Hypertext’s main offense is that it is boring, in the same way that Choose Your Own Adventure stories are fundamentally boring. I know that I’m meant to feel liberated by my increased agency as reader, but instead I feel burdened. What are offered as choices — possible pathways though the maze — soon start to weigh like chores. It feels like a gimmick, a cheap trick, like it doesn’t really matter which way you go (that the prose tends to be poor doesn’t help). There’s a reason hypertext never found an audience.

 

Hurrah! And Again. Hurrah. Vershbow has the courage to say that the king has no clothes.

That is, it’s not hip and cool to say, well, frankly, that this is all just a bit dull. But really, it is. It really, really is.

And hypertext fictions are boring in a way that the surfing the internet in general really isn’t. And the way old fashioned books are not. Almost as if the “planned” surprise or randomness or multiplicity of hypertext fictions are more controlling and in some fashion disrespectful of readers than traditional narratives ever were. And less surprising than the almost true randomness of the text or internet.

 

[Intertext I: Simon Cowell has just determined that the latest singer is “completely forgettable.” She is, she really, really is. Just like almost every hypertext fiction ever written.]

[Intertext II: I have definitely decided that Paula Abdul is irredeemably vapid. Not, I hope, like this post]

 

Vershbow is right to tie this to a peculiar failure of concept in postmodern views of reading and writing. I have to say that I love reading Roland Barthes. But his understanding of reading in “Death of an Author” completely misses the point of what is most pleasurable and imaginatively enlarging about the reading experience. That is, our self loss, our self-forgetfulness.

 

I don’t deny the general idea that reading is or can be a creative act. But Barthes tendency to turn every reader into a writer, every reading in to a writing, misses that the great glory of reading is transcendence of the self through loss, transcendence through the dissolution of the ego’s boundary, transcendence through the very submission of the imagination that Barthese hopes to forestall.

 

As if he were empowering readers by putting them in control. Perhaps he forgets that, as I learned on CSI, the passive partner in an S&M team is always the one who’s really in control, despite appearances.

Finally, equating freedom and creativity with control is….boring.
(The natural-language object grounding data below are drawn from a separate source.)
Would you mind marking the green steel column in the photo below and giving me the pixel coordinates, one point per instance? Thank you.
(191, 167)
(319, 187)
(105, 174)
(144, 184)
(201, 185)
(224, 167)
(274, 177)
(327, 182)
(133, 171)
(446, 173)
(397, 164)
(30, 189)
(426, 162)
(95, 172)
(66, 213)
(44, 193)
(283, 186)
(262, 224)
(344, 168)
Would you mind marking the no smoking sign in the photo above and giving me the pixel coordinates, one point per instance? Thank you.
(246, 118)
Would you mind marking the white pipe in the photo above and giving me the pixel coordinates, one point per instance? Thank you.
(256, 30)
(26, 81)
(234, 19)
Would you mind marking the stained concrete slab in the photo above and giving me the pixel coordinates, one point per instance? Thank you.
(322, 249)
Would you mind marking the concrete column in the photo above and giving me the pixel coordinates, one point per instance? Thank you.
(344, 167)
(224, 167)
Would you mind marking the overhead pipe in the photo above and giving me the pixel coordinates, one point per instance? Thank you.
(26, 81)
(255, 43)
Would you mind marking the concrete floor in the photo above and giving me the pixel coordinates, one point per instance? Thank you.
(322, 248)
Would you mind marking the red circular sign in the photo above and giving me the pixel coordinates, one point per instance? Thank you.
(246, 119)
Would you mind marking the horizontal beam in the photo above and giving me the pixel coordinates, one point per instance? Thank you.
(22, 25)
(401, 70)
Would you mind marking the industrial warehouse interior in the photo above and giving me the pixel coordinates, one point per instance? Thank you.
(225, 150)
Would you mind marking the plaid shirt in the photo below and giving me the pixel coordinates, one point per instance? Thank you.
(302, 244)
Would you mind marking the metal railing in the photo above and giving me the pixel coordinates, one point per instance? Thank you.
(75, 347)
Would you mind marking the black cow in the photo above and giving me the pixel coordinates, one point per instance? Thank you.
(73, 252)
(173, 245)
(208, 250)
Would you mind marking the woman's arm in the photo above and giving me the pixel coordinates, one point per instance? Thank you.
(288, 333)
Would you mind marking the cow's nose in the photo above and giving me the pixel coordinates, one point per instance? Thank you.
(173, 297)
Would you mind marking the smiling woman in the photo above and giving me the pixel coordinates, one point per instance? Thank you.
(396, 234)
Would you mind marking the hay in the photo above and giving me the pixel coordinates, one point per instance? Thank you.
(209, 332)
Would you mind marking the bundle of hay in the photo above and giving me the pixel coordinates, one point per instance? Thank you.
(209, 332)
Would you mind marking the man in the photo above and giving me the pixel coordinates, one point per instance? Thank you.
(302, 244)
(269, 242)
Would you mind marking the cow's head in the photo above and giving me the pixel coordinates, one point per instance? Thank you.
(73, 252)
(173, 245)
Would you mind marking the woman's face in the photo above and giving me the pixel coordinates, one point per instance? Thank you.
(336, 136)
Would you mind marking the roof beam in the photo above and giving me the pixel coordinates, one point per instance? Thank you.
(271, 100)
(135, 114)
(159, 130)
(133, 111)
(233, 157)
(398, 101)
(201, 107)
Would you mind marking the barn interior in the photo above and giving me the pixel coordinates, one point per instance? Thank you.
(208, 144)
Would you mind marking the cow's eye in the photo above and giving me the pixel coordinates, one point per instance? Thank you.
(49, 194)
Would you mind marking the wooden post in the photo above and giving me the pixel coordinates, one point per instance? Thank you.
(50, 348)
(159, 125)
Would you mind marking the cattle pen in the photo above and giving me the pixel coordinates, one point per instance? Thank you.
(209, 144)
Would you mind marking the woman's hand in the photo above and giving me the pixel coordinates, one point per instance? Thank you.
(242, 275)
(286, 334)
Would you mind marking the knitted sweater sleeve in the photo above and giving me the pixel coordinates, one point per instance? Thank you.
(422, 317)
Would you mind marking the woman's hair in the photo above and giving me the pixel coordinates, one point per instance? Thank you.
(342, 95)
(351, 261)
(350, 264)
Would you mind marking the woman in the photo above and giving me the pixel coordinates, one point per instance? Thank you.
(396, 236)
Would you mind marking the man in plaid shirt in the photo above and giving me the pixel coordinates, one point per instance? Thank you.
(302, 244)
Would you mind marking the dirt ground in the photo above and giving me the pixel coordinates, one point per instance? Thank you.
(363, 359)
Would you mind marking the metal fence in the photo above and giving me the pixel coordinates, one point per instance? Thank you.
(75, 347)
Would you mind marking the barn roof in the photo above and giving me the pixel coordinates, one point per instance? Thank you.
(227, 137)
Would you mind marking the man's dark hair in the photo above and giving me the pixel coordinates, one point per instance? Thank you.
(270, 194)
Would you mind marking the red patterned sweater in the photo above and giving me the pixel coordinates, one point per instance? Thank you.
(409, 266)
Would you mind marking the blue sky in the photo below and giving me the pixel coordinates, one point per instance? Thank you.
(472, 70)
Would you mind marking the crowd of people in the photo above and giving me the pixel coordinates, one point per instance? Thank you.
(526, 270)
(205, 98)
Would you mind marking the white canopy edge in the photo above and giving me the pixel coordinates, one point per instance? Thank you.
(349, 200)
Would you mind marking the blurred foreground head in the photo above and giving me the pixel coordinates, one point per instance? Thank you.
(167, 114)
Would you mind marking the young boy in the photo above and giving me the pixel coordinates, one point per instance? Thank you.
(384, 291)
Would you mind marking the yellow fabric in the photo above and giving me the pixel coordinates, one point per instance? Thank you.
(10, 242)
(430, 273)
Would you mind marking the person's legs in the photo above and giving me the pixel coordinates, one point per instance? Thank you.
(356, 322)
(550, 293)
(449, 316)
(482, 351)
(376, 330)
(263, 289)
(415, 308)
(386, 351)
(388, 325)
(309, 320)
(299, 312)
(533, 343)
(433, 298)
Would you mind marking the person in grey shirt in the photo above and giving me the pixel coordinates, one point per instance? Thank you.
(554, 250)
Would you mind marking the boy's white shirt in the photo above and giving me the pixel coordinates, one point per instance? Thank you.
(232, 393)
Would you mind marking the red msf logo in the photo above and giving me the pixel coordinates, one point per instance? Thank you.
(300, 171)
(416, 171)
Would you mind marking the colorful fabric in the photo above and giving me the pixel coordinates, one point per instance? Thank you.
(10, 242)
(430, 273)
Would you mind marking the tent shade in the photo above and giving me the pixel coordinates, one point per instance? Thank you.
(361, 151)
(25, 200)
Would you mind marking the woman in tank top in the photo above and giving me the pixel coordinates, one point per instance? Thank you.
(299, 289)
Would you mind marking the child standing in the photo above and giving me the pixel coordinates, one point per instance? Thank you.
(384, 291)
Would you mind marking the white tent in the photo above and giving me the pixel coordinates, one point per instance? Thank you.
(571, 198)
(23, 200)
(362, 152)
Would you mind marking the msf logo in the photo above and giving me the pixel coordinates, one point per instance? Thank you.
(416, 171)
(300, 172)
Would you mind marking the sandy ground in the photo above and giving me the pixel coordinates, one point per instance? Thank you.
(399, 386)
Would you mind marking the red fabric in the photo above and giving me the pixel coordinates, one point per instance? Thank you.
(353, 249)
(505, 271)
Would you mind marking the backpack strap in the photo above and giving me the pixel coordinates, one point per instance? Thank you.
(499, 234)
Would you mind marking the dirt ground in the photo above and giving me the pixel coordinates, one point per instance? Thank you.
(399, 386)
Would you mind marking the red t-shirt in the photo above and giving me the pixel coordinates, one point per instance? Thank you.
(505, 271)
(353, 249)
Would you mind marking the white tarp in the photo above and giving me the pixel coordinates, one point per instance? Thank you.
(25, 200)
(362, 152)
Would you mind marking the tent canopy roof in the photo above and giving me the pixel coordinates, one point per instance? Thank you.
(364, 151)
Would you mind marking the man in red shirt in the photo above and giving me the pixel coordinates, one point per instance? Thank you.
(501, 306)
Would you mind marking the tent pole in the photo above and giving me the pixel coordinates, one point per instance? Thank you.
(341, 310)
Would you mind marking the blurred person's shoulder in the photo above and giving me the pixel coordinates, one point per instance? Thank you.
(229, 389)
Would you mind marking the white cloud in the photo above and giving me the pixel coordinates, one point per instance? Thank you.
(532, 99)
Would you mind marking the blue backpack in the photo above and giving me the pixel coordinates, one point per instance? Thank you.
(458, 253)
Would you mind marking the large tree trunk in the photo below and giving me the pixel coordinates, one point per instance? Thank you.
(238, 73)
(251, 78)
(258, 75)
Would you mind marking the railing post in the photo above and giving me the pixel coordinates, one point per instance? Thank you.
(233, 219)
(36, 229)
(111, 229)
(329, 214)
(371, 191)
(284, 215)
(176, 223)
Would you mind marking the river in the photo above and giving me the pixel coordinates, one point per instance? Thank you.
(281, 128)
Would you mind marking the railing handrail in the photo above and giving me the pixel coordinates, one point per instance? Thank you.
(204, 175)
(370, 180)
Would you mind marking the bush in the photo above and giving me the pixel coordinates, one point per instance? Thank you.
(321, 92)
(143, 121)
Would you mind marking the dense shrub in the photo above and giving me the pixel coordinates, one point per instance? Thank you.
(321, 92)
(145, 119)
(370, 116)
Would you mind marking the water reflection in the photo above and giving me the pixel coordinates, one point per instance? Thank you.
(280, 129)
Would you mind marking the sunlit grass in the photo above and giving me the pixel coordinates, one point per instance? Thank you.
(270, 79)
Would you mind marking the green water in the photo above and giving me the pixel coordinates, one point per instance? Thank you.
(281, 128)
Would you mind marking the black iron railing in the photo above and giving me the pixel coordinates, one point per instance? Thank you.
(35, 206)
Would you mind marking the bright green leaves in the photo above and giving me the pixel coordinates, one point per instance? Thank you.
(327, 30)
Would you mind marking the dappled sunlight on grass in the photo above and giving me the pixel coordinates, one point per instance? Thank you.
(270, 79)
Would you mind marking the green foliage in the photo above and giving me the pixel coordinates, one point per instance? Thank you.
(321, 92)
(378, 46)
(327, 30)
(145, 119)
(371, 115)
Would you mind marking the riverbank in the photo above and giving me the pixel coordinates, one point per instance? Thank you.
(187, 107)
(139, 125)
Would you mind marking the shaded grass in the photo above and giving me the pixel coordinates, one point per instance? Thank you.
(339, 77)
Anyone who has written knows that the most exciting times aren’t those moments when you’re exercising authority over the text, but those when you aren’t. When the words say things you didn’t know or mean.

Reading as control is boring for the same reason hypertext fictions are boring. By giving the reader a job we’re confined by the randomness of our own choices, rather than freed and liberated from ourselves by the prisonhouse of someone else’s language.

 

Masochism, you say! So be it.

Submit yourselves to the discipline of the text…and be free.

Unless the grain of seed shall die. And so forth.

Fetishists of the text unite!

 

[Intertext III: Simon thought the last singer was “completely predictable,” but thought Brooke White was great. Paula Abdul says that Brooke White’s song was “really here.” What does that mean? What in the name of all that is good and true does that mean?]

 

Previews: I’ve gotten a lot of good responses to things lately that I just haven’t been able to get to. What I really hope to get to soon, but in case I don’t, just treat it like a movie that failed its test screening.

Sam Miller, one of my readers (that sounds pretentious, but I’ll say it anyway)has a new essay out at Conversational Quarterley that looks pretty good, but I need to read it more closely before I say more.

My good friend Julia Kasdorf has been up to her usual good stuff with reading and writing up at Penn State.

I’ve also managed to get the folks at MyAccess royally po’d. I think they’ve marshalled their hit squad of professional MyAccess users.

Also passed my two month anniversary as a blogger 3500+ page hits. And some of them are not even from the students I am paying to click through my pages (heh! heh!) Have got to talk about the compulsive addiction to write that is occasioned by anonymous readers.

But all that is for the future. After American Idol is over.